Appel fingered his sideburns, flecked with gray. A bit premature, Meadows thought. The doctor couldn’t be more than thirty-five, thirty-six.

“There’s a small war going on,” Appel said evenly. “They’re killing each other left and right. We get at least one a week in here, just like I showed you. Colombians, Cubans, a few stupid Anglos. It started about a year ago, and at the time it was all very neat because it was fratricide. Dopers killing dopers. Nobody seemed to care. Then some innocent people started getting in the way.”

“Like…”

“Like your friend and her little girl.” Appel lit his pipe and didn’t say anything for a while. Meadows looked at the room full of bodies. He counted nine.

“Oh, most of these are naturals,” Appel said, waving at the tables. “Routine stuff. Some old lady on the beach is insisting I do a post on her husband. He was seventy-four. Now I know he died of congestive heart failure; I know it. But she’s convinced he got poisoned by the boysenberry pancakes at this cafeteria downtown. She’s already hired a lawyer, for Chrissakes! Pancakes.”

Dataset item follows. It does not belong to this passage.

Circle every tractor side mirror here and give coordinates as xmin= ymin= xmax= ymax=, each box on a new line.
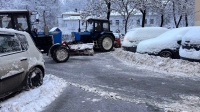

Appel and Meadows laughed together.

“I could never do this sort of work,” the architect muttered.

“No, probably not,” Appel said, not unkindly. He thought of Sandra Fay Tilden. He didn’t tell Chris Meadows that he himself had done the autopsy.

“I’ve been down here five years, and I’ve never seen it so bad,” Appel said. “They brought in one of these jokers the other day and I counted eleven machine-gun holes. Machine guns…think about that.”

“Why a war?”

“Greed,” Appel said. “The money is beyond imagination, probably even more than doctors and architects make.” The coroner grinned. “Coke,” he said.

“Cocaine?”

“That’s it. That’s why these assholes get killed. That’s why your friend got killed. She got between the salesman and the merchandise and never knew it.”

Meadows stood up to leave. “I’m sorry that I couldn’t find one of the killers here today.”

“Don’t get your hopes up,” Appel said sardonically. “Most of these murders are never solved. No one talks.” He pointed at the dead Colombian. “That’s the price you pay if you do.”

“Did Nelson say if they had any more leads?”